O suplemento Ípsilon do jornal Público dava-lhe destaque através de um excelente artigo assinado por Luís Miguel Queirós que dava conta, entre muitos outros assuntos, da febre jamesiana que assolou os espíritos literários de autores de língua inglesa. Entre eles contava-se David Lodge com o seu romance Autor, Autor – a exultação do público que clama pela presença do autor da peça em palco para uma ovação –, prontamente editado em Portugal pelas mãos das Edições Asa e que, havendo-me recordado da ocasião – e julgo não estar enganado –, mereceu a presença do escritor britânico por terras lusas para a apresentação do livro.
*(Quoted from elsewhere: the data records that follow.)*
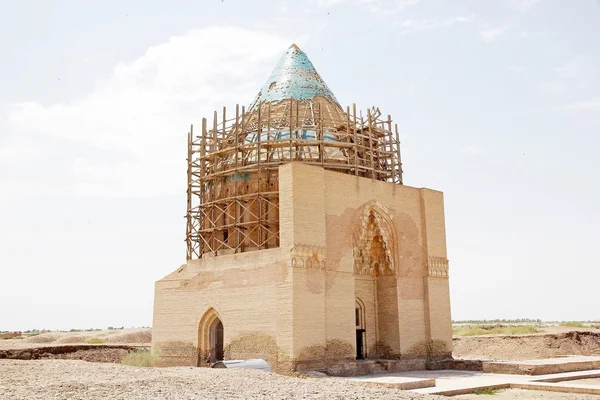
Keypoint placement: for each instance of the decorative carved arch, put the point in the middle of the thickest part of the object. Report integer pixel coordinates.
(375, 224)
(206, 351)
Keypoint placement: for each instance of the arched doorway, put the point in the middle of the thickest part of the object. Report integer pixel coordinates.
(375, 282)
(361, 342)
(210, 338)
(216, 341)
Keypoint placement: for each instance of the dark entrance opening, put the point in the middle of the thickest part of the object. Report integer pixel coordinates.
(360, 350)
(216, 341)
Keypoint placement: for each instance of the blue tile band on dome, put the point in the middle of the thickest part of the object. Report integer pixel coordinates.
(294, 77)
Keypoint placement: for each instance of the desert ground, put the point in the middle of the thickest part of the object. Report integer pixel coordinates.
(92, 368)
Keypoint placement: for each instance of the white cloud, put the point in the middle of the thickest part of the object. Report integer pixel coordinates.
(572, 74)
(524, 6)
(491, 34)
(144, 109)
(592, 104)
(386, 7)
(374, 6)
(471, 150)
(574, 68)
(328, 3)
(409, 26)
(18, 151)
(517, 68)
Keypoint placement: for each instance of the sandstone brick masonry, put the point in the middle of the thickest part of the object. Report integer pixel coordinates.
(356, 257)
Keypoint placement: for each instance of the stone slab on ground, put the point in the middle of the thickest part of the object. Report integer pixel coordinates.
(395, 381)
(67, 379)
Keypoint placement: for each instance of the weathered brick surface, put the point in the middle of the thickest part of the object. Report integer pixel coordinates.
(294, 305)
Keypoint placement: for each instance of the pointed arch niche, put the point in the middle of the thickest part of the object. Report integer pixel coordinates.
(210, 338)
(375, 266)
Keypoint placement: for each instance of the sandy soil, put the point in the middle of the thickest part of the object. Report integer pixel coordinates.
(61, 379)
(518, 394)
(527, 347)
(113, 336)
(590, 381)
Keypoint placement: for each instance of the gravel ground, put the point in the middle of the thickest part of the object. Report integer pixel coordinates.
(70, 379)
(519, 394)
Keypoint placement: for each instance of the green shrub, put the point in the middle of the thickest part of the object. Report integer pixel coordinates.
(140, 358)
(488, 391)
(94, 341)
(572, 324)
(495, 330)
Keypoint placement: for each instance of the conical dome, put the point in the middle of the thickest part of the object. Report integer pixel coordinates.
(294, 77)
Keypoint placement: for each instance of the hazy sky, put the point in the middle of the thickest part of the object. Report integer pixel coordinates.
(498, 104)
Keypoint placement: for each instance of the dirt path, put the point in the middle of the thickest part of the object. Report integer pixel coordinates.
(518, 394)
(527, 347)
(62, 379)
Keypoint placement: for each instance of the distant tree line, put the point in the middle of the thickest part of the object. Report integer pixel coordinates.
(498, 321)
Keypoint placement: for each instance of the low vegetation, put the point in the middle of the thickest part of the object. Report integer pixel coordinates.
(499, 321)
(494, 330)
(572, 324)
(488, 391)
(140, 358)
(94, 340)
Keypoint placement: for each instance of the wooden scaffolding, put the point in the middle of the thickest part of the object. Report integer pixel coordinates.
(233, 185)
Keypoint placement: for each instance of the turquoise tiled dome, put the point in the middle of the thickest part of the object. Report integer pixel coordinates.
(294, 77)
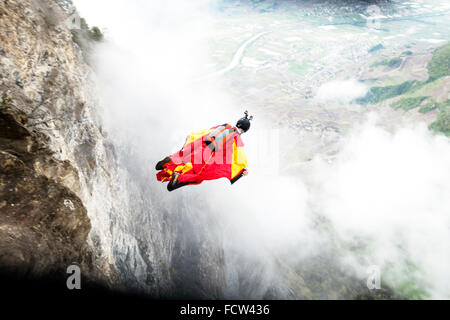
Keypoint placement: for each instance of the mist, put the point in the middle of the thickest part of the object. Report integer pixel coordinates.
(387, 191)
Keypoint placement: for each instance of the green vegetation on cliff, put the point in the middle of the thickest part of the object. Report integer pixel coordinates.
(439, 65)
(408, 103)
(442, 123)
(391, 63)
(378, 94)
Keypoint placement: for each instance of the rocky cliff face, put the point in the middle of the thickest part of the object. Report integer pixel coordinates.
(69, 195)
(66, 197)
(48, 134)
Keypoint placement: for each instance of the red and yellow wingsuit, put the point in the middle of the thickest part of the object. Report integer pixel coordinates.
(208, 154)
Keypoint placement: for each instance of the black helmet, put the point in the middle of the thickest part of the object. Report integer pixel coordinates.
(244, 123)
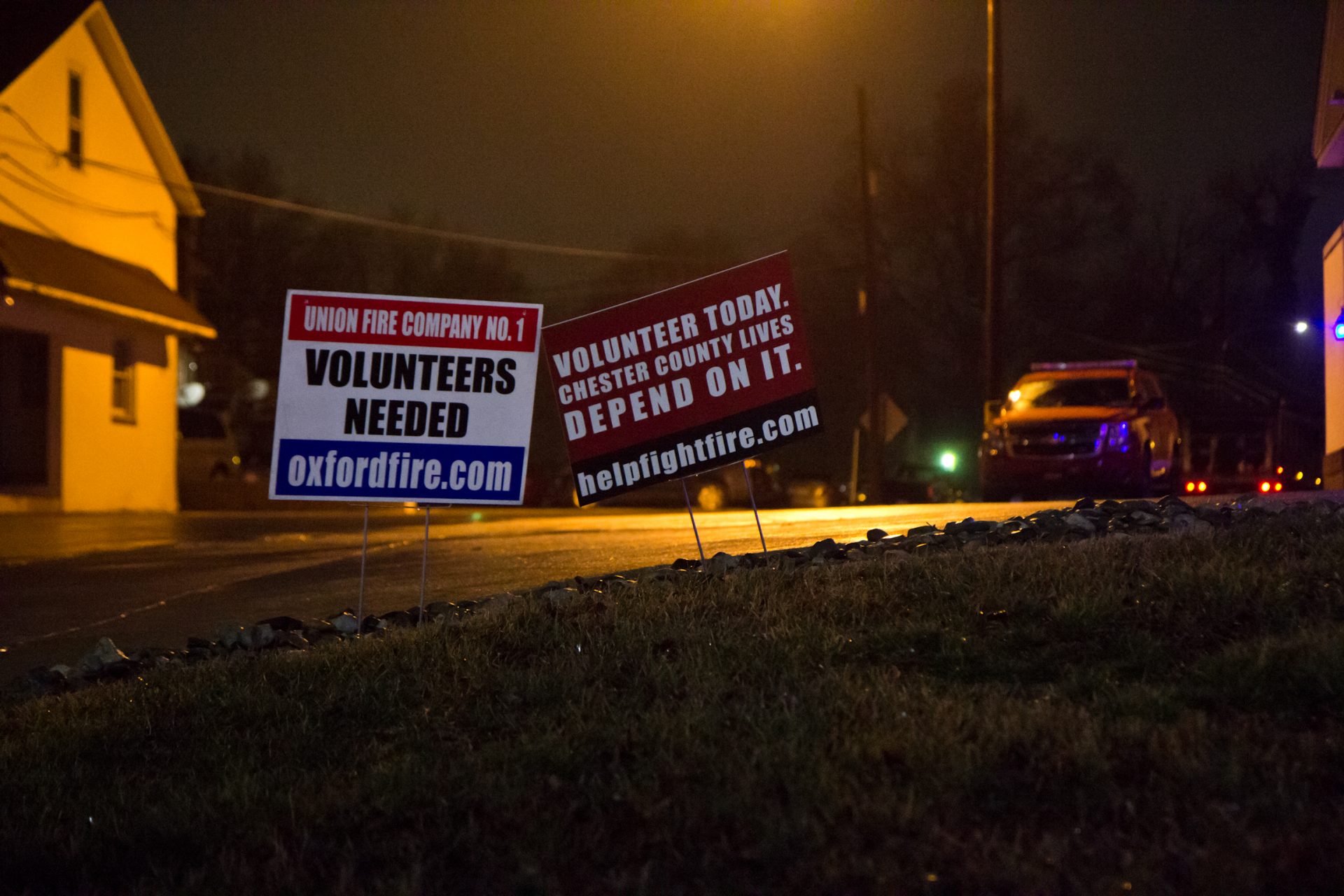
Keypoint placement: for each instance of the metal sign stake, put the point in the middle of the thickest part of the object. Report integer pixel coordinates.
(699, 547)
(752, 495)
(363, 562)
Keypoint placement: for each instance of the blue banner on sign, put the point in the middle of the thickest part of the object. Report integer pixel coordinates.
(398, 472)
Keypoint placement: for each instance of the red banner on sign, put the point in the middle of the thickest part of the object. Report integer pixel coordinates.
(683, 381)
(422, 323)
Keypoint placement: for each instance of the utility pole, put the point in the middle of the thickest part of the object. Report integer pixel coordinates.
(867, 311)
(992, 274)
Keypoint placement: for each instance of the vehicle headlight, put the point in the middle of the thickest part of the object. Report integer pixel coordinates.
(1116, 435)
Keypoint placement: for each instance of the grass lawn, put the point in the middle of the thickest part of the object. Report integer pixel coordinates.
(1149, 715)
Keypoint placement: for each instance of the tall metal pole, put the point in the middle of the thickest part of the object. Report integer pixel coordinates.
(992, 279)
(869, 308)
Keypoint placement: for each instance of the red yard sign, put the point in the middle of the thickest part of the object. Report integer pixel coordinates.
(685, 381)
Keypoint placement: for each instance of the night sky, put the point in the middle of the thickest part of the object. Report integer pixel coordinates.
(593, 122)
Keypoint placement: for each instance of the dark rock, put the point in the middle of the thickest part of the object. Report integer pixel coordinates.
(104, 656)
(229, 634)
(617, 586)
(344, 624)
(258, 637)
(721, 564)
(822, 547)
(559, 597)
(1081, 523)
(1189, 523)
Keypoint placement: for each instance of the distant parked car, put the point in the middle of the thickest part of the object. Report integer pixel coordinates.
(206, 447)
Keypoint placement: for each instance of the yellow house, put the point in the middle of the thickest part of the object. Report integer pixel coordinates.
(90, 197)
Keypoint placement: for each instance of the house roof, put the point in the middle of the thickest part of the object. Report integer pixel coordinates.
(57, 270)
(30, 27)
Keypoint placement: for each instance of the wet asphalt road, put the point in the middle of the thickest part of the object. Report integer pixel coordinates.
(155, 580)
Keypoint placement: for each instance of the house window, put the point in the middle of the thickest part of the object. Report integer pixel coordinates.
(122, 384)
(76, 152)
Devidamente apetrechado da minha oneomania literária – conceito aprofundado, com rigor científico, pela revista Certa dos hipermercados Continente [verídico, aparte a cientificidade] – lá adquiri o exemplar de Lodge que abri para de súbito fechar. Pareceu-me grotesca uma primeira parte, com pouco mais de quarenta páginas, recheada de diálogos e de coloquialismos da criadagem quando o tema central abordava precisamente o epítome da estética literária e do bom gosto, mesmo que a intenção de Lodge fosse o da destrinça de grandezas pela justaposição de hierarquias ou o do mero confronto de estilos.
Assim que saiu O Mestre, retomei o que abandonara havia pouco mais de um ano, o romance de David Lodge. E não me enganei por muito, apesar da, prognosticada por mim, inversão nas restantes três partes, mas:
«Henry levantou-se da cama e esvaziou copiosamente a bexiga para um bacio. Ao arrumá-lo de novo na mesa-de-cabeceira sentiu, como sempre uma leve pontada de remorso por dar à criada a tarefa de o despejar (…)» (pág. 240)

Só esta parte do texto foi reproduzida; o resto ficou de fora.